Ölförderung ist kein Lichtschalter. Wird sie unterbrochen, lassen sich komplexe Förderanlagen, Pipelines und Exportketten nicht einfach wieder hochfahren. Selbst im günstigsten Fall sprechen Experten von einem Zeitraum von mindestens sieben Monaten, bis die Produktion wieder auf Vorkrisenniveau liegt.

Ein System am Limit

Die Warnung ist deutlich:
Je länger die Unterbrechung anhält, desto tiefer greifen die strukturellen Schäden.

  • Förderanlagen können beschädigt oder überflutet werden
  • Wartungsketten brechen zusammen
  • Fachpersonal fällt aus oder wird verlagert
  • Transportlogistik gerät dauerhaft aus dem Takt

Das bedeutet: Selbst nach einem politischen „Durchbruch“ bleibt die physische Realität bestehen – und die braucht Zeit.

Die stille Eskalation

Während Schlagzeilen sich auf militärische Entwicklungen konzentrieren, spielt sich im Hintergrund eine zweite Krise ab: die langsame Erosion der globalen Energie-Infrastruktur.

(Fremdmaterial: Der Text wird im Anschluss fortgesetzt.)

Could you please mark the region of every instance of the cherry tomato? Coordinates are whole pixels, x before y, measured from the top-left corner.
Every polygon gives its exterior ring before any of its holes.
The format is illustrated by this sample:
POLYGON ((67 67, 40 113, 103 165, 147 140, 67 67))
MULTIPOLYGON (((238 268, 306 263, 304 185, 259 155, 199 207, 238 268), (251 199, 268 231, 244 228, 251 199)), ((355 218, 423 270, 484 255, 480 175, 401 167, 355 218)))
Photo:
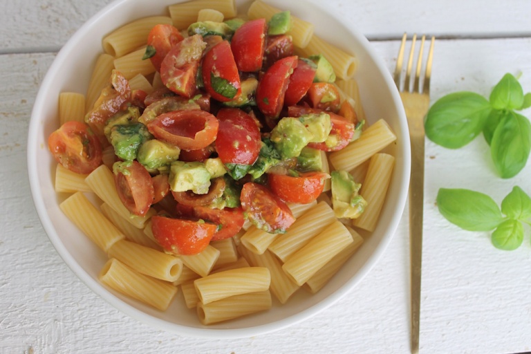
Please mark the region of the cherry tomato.
POLYGON ((297 57, 288 57, 276 62, 263 74, 257 88, 257 104, 266 115, 278 117, 284 104, 284 94, 290 75, 297 67, 297 57))
POLYGON ((155 138, 184 150, 203 149, 214 142, 218 127, 216 117, 198 109, 168 112, 147 124, 155 138))
POLYGON ((258 71, 262 68, 267 31, 266 19, 248 21, 234 32, 230 48, 240 71, 258 71))
POLYGON ((245 221, 243 209, 241 207, 212 209, 208 207, 195 207, 194 215, 205 221, 221 225, 221 228, 214 234, 212 241, 232 237, 239 232, 245 221))
POLYGON ((156 25, 149 31, 146 56, 149 56, 157 71, 160 71, 160 65, 168 53, 183 39, 184 37, 179 30, 169 24, 156 25))
POLYGON ((90 174, 102 164, 102 145, 88 127, 81 122, 66 122, 48 138, 55 160, 73 172, 90 174))
POLYGON ((299 59, 297 68, 290 76, 290 82, 286 90, 284 104, 292 106, 301 100, 312 86, 313 78, 315 77, 316 68, 306 62, 299 59))
POLYGON ((201 221, 155 216, 151 218, 153 236, 168 252, 191 255, 201 253, 212 239, 217 227, 201 221))
POLYGON ((194 35, 171 48, 160 64, 160 79, 166 87, 179 95, 192 97, 205 45, 201 35, 194 35))
POLYGON ((227 41, 218 43, 205 54, 203 82, 207 92, 220 102, 228 102, 241 93, 240 75, 227 41))
POLYGON ((240 196, 241 207, 257 226, 272 234, 286 232, 295 221, 288 205, 267 187, 248 182, 240 196))
POLYGON ((308 204, 323 192, 324 181, 330 175, 324 172, 306 172, 298 177, 269 174, 268 181, 271 191, 286 203, 308 204))
POLYGON ((252 165, 261 148, 260 129, 243 111, 221 109, 217 115, 219 130, 216 151, 223 163, 252 165))
POLYGON ((127 210, 145 216, 155 197, 149 172, 138 162, 128 161, 115 162, 113 173, 118 196, 127 210))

Ein Ausfall zentraler Förderregionen im Nahen Osten trifft auf eine Welt, die kaum noch Puffer hat. Strategische Reserven sind begrenzt, alternative Lieferketten bereits ausgelastet.

Die Folge:
Preisschocks, Versorgungsengpässe und eine Kettenreaktion in Industrie und Landwirtschaft.

Warum sich die Krise bis 2027 ziehen könnte

Die besonders brisante Aussage der Analyse liegt nicht in den sieben Monaten – sondern in dem, was danach kommt.

Sollten Schäden an Infrastruktur, Transportwegen oder politischen Strukturen bestehen bleiben, könnte sich die Erholung über Jahre hinziehen. In diesem Szenario wäre eine anhaltende Energiekrise bis 2027 keine Ausnahme, sondern eine logische Folge.

Das würde bedeuten:

  • dauerhaft hohe Energiepreise
  • Produktionsrückgänge in energieintensiven Branchen
  • steigende Kosten für Lebensmittel und Transport
  • zunehmender Druck auf politische Systeme

Fazit: Die Illusion der schnellen Rückkehr

Die Analyse von S&P Global stellt eine unbequeme Realität in den Raum:
Eine Öffnung der Straße von Hormus wäre kein Ende der Krise – sondern bestenfalls der Anfang eines langwierigen Wiederaufbaus.

Wer auf eine schnelle Normalisierung setzt, unterschätzt die Komplexität eines Systems, das über Jahre auf maximale Effizienz und minimale Reserve getrimmt wurde.

Die eigentliche Frage lautet daher nicht mehr, ob es zu einer Energiekrise kommt – sondern wie lange sie andauern wird.